I am a veterinarian. More specifically, I am a veterinary specialist, board-certified in emergency and critical care. I don’t play with puppies and kittens. I treat the worst of the worst in a specialty hospital setting with a state-of-the-art ER and ICU. Despite years of education, including veterinary school, internship, fellowship, and residency to obtain this education and specialty board certification, I was not prepared for the emotional toll of becoming a veterinarian.

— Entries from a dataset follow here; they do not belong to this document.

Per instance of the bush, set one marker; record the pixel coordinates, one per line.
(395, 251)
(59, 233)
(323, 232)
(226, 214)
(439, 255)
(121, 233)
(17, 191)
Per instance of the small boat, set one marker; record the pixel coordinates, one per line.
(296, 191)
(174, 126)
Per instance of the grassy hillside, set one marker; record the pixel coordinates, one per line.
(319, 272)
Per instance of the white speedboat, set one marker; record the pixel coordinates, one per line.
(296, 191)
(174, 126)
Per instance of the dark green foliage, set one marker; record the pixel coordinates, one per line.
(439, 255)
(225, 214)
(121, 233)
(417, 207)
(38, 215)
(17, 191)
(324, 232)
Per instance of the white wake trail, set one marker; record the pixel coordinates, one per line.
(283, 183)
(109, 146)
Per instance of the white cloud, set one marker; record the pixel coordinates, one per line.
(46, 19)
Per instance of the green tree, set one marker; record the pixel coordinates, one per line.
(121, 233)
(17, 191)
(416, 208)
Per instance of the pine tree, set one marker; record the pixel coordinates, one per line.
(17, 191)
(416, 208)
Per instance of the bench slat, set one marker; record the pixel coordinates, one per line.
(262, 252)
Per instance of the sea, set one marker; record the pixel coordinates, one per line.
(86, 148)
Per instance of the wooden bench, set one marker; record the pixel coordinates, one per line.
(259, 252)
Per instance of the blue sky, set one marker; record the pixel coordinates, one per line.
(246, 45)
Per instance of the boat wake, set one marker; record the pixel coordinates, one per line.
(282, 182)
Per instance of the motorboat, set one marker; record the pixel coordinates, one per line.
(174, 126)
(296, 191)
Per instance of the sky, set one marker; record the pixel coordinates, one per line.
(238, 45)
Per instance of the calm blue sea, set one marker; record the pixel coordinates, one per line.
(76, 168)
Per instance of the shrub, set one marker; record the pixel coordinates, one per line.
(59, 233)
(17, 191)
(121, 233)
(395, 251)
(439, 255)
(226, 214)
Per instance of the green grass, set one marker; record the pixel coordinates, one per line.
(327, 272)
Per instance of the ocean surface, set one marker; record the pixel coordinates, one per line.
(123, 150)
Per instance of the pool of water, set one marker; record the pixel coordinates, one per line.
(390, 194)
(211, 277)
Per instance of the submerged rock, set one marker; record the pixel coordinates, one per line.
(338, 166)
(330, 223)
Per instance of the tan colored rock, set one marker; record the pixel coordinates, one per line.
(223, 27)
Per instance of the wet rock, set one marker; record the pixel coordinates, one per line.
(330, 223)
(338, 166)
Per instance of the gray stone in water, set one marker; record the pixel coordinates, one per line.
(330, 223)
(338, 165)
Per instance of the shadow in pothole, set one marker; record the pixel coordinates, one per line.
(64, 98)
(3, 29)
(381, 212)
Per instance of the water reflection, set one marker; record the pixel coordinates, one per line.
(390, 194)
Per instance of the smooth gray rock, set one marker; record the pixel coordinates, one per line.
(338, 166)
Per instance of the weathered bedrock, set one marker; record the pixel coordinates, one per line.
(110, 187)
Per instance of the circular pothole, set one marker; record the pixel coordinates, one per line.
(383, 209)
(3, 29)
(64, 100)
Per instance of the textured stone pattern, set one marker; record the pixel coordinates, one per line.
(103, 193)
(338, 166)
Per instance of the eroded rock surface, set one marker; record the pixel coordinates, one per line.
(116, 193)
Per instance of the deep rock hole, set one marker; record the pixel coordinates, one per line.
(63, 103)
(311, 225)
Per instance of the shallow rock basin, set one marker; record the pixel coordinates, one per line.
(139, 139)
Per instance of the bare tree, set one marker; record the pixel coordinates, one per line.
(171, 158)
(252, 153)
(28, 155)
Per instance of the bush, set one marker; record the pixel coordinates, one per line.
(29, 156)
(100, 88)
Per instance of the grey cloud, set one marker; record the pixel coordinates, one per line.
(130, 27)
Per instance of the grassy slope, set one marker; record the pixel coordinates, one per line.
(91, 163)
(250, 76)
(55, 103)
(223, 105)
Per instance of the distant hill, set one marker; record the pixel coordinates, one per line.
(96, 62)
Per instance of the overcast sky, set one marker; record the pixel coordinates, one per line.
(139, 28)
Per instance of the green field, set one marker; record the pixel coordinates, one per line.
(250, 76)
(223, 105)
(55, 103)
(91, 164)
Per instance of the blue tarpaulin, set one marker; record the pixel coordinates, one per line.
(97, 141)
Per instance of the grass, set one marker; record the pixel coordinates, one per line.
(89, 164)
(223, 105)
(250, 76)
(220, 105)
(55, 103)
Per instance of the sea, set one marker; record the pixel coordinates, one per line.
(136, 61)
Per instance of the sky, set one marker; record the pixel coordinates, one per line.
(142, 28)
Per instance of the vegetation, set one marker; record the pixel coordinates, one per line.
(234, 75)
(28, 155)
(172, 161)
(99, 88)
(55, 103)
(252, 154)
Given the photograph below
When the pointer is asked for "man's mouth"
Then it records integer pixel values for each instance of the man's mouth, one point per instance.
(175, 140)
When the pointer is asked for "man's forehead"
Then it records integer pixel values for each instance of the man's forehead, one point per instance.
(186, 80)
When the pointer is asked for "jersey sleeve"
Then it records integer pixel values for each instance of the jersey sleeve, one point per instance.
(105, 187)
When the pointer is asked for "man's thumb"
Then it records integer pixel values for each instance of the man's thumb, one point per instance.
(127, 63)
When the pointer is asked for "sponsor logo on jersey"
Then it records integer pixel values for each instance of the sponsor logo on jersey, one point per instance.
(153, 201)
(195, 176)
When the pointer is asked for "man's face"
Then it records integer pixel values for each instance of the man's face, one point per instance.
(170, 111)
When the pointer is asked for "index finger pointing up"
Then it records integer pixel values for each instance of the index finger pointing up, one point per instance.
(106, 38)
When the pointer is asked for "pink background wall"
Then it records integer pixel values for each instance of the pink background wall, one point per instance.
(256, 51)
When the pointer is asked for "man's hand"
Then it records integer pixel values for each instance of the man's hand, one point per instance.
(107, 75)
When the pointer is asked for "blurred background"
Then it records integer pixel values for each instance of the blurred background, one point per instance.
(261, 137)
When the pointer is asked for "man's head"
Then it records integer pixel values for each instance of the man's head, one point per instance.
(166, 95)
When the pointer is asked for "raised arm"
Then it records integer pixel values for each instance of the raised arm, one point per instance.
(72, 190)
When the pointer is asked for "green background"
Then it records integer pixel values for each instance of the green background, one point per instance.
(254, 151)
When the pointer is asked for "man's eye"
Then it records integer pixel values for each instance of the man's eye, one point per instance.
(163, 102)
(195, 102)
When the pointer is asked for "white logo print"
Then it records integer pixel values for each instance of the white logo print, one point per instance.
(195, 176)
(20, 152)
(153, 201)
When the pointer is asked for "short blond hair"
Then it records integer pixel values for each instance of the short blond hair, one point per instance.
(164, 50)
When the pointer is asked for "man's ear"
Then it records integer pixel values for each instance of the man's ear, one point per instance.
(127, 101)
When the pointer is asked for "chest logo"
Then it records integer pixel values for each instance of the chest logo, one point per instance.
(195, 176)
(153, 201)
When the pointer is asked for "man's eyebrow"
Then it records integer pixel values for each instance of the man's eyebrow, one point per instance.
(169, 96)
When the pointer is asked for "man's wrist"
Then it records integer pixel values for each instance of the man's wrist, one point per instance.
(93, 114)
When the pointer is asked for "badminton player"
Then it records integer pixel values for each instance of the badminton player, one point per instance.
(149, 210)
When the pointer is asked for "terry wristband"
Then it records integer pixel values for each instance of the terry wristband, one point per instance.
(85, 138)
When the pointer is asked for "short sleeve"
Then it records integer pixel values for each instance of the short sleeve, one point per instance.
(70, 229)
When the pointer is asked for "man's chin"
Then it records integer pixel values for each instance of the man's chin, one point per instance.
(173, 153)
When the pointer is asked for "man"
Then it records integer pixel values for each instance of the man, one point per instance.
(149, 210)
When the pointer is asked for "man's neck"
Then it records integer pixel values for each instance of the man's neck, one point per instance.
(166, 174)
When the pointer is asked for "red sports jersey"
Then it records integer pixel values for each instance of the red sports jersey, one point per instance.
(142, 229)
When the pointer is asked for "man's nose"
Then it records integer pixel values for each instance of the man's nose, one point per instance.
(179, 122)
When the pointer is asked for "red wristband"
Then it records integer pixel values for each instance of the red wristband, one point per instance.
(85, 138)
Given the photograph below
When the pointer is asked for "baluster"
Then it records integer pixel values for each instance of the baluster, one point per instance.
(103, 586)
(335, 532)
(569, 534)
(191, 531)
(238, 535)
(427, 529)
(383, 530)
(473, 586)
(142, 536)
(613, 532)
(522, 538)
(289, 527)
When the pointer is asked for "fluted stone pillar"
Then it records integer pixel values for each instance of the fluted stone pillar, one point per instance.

I recently read an article on KevinMD, “Doctors are killing themselves, and who is taking notice?” Whether you know this or not, this is not limited to doctors in human medicine. A quick Google keyword search “veterinarian suicide” will uncover over 1 million hits in less than half a second.
Bluntly, suicide in veterinary medicine is a huge problem right now. The Centers for Disease Control and Prevention found male veterinarians are 2.1 times as likely and female veterinarians 3.5 times as likely to die by suicide compared with the general population. The much higher rate for women is especially concerning as more than 60 percent of vets are women.
Why?
Debt and financial pressures. New graduates are often more than $150,000 in debt. Unlike other medical fields, the median pay for a veterinarian in the United States is $85,000 a year. This means while some make more, there are also graduates who make far less. Even the median salary is less than half of that for physicians and surgeons. Try to live (rent/mortgage, groceries, car payment, food, health insurance, etc.) with $150,000 in debt with a salary of $60,000/year.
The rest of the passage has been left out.